I am attempting to create a hash of arrays to do this, but I'm getting a weird output (see below output). I'm pretty sure that it's just my formatting Any input is helpful, and I appreciate in advance.
以下是输入文件的摘要:
Here is a snippet of the input file:
>Sequence 1
TCAGAACCAGTTATAAATTTATCATTTCCTTCTCCACTCCT
>Sequence 2
CCCACGCAGCCGCCCTCCTCCCCGGTCACTGACTGGTCCTG
>Sequence 3
TCGACCCTCTGGAACCTATCAGGGACCACAGTCAGCCAGGCAAG
这是我目前的尝试的摘要. (我有一个哈希表,访问带有注释掉的DNA序列的文件):
Here is a snippet of my attempt at the moment. (I have a hash table that accesses a file with the DNA sequences commented out):
use strict;
use warnings;
print "Please enter the filename of the fasta sequence data: ";
my $filename1 = <STDIN>;
#Remove newline from file
chomp $filename1;
#Open the file and store each dna seq in hash
my %id2seq = ();
my $id = '';
open (FILE, '<', $filename1) or die "Cannot open $filename1.",$!;
my $dna;
while (<FILE>)
{
if($_ =~ /^>(.+)/)
{
$id = $1;
}
else
{
## $id2seq{$id} = $_; used to create hash table
@seqs = split '', $_;
$id2seq{$id} = [ @seqs ];
}
}
close FILE;
foreach $id (keys %id2seq)
{
print "$id2seq{$id}[@seqs]\n\n";
}
输出
Use of unitialized value in concatenation (.) or string at line 37.
T
G
A
T
T
推荐答案
@seqs
包含最后一个序列中的字符. $id2seq{$id}[@seqs]
实际上表示$id2seq{$id}[N]
,其中N
是最后一个序列的长度.因此,您只能从每个序列中打印一个字符,如果该序列比最后一个序列短,则会收到警告.
@seqs
contains characters from the last sequence. $id2seq{$id}[@seqs]

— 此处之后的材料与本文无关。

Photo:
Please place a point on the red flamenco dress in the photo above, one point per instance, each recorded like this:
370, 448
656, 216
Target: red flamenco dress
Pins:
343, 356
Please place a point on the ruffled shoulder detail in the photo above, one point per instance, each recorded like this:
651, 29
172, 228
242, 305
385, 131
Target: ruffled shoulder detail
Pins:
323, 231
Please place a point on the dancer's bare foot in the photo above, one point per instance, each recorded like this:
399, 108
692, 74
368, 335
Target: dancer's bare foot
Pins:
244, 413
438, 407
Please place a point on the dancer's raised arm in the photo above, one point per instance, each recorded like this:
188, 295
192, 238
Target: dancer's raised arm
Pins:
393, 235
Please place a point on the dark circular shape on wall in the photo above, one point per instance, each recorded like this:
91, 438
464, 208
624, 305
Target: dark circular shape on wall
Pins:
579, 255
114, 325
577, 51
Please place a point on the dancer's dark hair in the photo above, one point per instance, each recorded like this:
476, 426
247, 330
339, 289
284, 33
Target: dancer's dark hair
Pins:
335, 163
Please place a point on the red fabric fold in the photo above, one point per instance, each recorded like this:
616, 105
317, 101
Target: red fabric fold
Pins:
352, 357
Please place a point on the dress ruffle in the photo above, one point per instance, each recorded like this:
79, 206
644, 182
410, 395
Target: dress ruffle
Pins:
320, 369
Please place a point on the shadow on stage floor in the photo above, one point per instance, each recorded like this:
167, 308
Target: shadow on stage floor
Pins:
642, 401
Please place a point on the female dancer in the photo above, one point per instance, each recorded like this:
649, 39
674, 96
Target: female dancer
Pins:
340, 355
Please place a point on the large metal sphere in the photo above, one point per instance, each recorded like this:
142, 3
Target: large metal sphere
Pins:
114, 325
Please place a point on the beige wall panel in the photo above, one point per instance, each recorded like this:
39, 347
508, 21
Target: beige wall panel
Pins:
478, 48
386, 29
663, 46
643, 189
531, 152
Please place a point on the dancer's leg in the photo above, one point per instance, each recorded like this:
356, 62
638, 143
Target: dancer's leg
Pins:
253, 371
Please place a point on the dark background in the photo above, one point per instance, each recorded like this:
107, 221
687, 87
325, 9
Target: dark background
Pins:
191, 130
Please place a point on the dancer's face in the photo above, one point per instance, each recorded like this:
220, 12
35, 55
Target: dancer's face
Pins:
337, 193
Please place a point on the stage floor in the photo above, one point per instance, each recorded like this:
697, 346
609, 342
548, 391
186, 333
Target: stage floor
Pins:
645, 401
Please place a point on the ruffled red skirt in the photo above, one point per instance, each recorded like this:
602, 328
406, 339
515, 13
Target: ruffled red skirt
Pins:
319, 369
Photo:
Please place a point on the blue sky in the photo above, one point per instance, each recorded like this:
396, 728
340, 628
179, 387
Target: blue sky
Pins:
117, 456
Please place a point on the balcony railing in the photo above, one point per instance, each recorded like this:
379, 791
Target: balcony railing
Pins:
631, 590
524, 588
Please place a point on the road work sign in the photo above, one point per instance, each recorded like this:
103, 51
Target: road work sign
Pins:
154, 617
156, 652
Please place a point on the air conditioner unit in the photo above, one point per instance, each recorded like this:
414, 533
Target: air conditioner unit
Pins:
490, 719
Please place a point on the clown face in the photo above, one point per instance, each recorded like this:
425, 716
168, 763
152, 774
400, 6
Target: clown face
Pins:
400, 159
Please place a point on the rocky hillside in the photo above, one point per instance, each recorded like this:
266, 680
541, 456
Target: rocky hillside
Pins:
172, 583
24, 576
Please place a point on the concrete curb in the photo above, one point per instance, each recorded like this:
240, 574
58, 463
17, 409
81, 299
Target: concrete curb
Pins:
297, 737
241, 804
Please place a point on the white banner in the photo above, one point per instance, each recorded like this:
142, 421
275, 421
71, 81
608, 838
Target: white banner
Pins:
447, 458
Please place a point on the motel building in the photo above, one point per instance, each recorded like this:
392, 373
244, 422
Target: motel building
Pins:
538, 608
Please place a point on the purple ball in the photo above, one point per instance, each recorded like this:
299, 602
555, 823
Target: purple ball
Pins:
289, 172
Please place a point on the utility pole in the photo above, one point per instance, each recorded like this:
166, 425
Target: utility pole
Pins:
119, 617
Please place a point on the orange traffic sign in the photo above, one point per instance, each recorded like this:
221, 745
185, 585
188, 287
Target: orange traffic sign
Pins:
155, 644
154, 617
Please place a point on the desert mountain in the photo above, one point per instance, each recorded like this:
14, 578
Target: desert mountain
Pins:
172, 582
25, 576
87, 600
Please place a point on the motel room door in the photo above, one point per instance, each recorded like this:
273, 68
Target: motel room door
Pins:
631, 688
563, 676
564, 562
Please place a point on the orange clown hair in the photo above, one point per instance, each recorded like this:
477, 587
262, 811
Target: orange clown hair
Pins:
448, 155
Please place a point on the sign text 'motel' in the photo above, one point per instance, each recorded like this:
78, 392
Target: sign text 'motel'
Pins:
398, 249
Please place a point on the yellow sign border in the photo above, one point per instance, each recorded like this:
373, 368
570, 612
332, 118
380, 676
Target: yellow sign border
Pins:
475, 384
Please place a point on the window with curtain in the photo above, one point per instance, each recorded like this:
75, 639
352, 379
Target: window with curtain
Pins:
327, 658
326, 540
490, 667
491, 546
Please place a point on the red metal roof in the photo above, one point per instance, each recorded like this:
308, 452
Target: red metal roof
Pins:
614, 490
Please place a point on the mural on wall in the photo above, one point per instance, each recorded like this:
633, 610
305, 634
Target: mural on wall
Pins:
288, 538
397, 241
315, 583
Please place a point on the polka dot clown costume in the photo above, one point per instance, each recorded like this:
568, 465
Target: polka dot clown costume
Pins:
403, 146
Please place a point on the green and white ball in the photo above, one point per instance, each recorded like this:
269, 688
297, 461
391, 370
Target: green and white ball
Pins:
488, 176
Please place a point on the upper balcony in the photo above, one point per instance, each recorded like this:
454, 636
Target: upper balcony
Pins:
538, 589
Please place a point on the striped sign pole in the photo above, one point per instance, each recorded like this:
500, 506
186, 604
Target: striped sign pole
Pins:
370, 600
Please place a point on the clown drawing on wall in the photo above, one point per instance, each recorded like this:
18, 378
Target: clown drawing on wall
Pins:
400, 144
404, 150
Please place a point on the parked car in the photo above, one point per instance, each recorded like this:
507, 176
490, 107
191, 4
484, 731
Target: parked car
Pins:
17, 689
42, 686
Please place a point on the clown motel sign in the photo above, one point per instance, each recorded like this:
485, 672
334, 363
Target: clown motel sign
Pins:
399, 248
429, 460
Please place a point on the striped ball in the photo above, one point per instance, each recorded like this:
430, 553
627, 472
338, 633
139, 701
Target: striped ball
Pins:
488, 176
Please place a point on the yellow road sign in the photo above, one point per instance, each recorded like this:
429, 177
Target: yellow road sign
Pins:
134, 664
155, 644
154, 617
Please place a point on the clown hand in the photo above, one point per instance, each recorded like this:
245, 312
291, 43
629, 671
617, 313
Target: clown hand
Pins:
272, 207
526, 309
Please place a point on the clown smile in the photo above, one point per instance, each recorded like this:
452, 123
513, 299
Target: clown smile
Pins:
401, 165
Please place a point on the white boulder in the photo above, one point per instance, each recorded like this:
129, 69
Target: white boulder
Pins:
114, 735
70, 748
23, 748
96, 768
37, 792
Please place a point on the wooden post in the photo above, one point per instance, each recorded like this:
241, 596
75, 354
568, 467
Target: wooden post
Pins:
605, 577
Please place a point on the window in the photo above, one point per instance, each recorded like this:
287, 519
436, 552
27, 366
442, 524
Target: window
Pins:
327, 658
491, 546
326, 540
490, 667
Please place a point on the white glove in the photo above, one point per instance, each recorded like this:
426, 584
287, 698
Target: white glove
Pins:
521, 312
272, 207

actually means $id2seq{$id}[N]
where N
is the length of the last sequence. So you print only one character from each sequence and get a warning if that sequence is shorter than the last one.
如果print
仅用于调试,则使用以下命令会更容易:
If you print
only for debugging it is easier with:
use Data::Dumper;
print Dumper(\%id2seq);
否则,您必须在嵌套循环中遍历$id2seq{$id}
自己.
Otherwise you have to iterate over $id2seq{$id}
yourself in a nested loop.
这篇关于为DNA序列创建数组的哈希,Perl的文章就介绍到这了,希望我们推荐的答案对大家有所帮助,也希望大家多多支持IT屋!